Mercury: chemical properties

Like cadmium, zinc and lead, mercury is a naturally occurring element known as a "heavy metal" and can be toxic to living organisms. The element's atomic mass is 200.59 grams per mole and its specific gravity is 13.5 times that of water. Mercury has a melting point of -38.9oC, a boiling point of 357.3oC, and is the only metal to remain in liquid form at room temperature. Droplets of liquid mercury are shiny and silver-white with a high surface tension, appearing rounded when on flat surfaces. The liquid is highly mobile and droplets combine easily due to low viscosity. The element also combines with other metals such as tin, copper, gold and silver to form mercury alloys known as amalgams. Fortunately, mercury does not form amalgam with iron, which allows for the element to be shipped in standard iron flasks containing 76 pounds, or 34.5 kilograms, of liquid mercury. Mercury has a relatively high vapour pressure and the highest volatility of any metal, vapourizing to become a colourless, odourless gas. The metal is a fair conductor of electricity, but a poor conductor of heat.
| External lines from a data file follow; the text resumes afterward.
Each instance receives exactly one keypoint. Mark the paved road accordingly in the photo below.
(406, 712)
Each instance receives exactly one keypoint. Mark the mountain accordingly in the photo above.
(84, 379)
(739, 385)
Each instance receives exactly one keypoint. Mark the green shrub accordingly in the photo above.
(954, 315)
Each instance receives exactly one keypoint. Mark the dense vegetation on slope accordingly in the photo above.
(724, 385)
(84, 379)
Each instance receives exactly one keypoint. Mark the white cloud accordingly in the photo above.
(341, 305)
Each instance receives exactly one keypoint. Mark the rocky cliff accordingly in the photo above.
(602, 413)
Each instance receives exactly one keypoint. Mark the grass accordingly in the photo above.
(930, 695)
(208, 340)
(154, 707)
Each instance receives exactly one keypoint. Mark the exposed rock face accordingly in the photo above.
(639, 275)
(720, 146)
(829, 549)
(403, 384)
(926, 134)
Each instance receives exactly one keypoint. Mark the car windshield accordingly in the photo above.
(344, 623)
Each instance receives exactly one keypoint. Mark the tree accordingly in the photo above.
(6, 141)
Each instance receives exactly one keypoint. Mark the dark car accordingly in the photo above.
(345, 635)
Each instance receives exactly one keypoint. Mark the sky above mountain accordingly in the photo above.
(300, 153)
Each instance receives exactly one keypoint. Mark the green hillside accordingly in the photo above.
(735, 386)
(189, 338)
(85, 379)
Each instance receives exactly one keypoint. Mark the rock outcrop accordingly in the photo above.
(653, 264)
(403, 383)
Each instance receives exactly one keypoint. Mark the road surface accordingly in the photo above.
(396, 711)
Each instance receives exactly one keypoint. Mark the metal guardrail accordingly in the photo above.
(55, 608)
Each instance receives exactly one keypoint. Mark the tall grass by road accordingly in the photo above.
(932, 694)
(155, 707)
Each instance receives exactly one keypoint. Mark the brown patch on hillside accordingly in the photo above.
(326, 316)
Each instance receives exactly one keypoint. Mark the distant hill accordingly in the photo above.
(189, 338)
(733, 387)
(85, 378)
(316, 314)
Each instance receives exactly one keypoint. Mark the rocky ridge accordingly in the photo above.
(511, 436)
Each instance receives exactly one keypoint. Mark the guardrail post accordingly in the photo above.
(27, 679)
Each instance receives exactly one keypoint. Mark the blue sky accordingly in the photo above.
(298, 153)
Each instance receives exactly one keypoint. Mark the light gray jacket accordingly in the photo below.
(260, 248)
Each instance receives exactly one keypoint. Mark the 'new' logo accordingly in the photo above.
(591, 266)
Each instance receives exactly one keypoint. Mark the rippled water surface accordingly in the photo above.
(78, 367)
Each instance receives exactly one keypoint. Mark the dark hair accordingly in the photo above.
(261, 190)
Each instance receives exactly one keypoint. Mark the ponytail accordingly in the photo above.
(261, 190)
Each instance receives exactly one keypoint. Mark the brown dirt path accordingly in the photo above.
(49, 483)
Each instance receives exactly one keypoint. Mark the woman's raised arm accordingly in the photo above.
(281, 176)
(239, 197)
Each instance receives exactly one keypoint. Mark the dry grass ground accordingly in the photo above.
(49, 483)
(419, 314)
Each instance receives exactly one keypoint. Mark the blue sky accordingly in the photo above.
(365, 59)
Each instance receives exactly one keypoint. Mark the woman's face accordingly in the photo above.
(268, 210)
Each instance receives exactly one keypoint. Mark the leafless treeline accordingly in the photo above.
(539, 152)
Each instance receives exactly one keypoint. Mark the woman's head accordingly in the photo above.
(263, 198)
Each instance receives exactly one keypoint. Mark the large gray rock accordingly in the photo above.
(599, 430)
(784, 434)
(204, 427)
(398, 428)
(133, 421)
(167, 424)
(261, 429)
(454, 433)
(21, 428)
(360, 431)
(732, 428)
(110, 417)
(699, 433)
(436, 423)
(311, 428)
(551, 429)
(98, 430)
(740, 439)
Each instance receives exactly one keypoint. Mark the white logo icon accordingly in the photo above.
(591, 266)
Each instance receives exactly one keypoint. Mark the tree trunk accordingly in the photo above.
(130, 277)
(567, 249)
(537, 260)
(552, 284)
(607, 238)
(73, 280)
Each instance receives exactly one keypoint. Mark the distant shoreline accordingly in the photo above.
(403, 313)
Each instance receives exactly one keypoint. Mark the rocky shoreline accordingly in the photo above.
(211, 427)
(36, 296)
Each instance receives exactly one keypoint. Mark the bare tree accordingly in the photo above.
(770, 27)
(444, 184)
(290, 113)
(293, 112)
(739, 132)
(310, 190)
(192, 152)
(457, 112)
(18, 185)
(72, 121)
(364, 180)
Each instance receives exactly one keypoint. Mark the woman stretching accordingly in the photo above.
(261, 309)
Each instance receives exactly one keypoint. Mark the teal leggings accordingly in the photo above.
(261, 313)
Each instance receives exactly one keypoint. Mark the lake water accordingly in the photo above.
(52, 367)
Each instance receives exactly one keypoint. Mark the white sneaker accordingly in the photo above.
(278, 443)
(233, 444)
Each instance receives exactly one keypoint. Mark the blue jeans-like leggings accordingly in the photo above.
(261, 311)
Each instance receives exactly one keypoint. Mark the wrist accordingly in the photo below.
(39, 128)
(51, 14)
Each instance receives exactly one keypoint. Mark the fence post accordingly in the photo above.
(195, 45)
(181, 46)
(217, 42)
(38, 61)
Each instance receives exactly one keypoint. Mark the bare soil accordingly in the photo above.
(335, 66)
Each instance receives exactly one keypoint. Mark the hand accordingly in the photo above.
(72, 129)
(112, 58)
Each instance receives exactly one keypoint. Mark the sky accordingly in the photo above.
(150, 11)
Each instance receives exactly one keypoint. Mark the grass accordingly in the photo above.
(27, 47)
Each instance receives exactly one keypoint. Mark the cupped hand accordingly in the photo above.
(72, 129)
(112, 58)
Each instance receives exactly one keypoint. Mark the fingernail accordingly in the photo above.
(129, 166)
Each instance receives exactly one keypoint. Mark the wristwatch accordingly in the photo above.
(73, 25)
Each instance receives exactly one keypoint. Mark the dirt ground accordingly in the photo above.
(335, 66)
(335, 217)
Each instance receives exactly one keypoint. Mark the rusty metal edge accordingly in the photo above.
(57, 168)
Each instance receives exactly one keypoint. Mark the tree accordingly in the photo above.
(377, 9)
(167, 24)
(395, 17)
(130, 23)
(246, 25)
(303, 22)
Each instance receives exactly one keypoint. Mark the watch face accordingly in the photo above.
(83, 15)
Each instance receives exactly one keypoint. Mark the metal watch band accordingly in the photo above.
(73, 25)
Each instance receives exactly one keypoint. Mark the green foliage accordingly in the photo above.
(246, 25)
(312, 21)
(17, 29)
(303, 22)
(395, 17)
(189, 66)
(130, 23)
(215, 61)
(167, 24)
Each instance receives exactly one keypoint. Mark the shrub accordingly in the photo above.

Mercury's atomic number is 80. In nature, mercury has 3 possible conditions of electrical charge, or valence states. Elemental mercury (Hg0) has no electric charge. Mercury is also found in two positively charged, or cationic, states, Hg2+ (mercuric) and Hg1+(mercurous). The mercuric cation is more stable and is generally associated with inorganic molecules, such as sulfur (in the mineral cinnabar), chlorine (mercuric chloride), oxygen and hydroxyl ions. Hg2+ is also found in organic (carbon based) substances like dimethylmercury (Me2Hg), which is far more toxic than inorganic forms of mercury and bioaccumulates in the tissues of living organisms. Since mercury can be adsorbed easily onto small particles of matter, some scientists use the notation Hg(p) to represent elemental mercury attached onto or absorbed into a particle.

Because it is an element, mercury is not biodegradable. It is converted among its various forms through a range of abiotic and biogeochemical transformations and during atmospheric transportation. Although its form and availability to living organisms may change over time, mercury persists in the environment.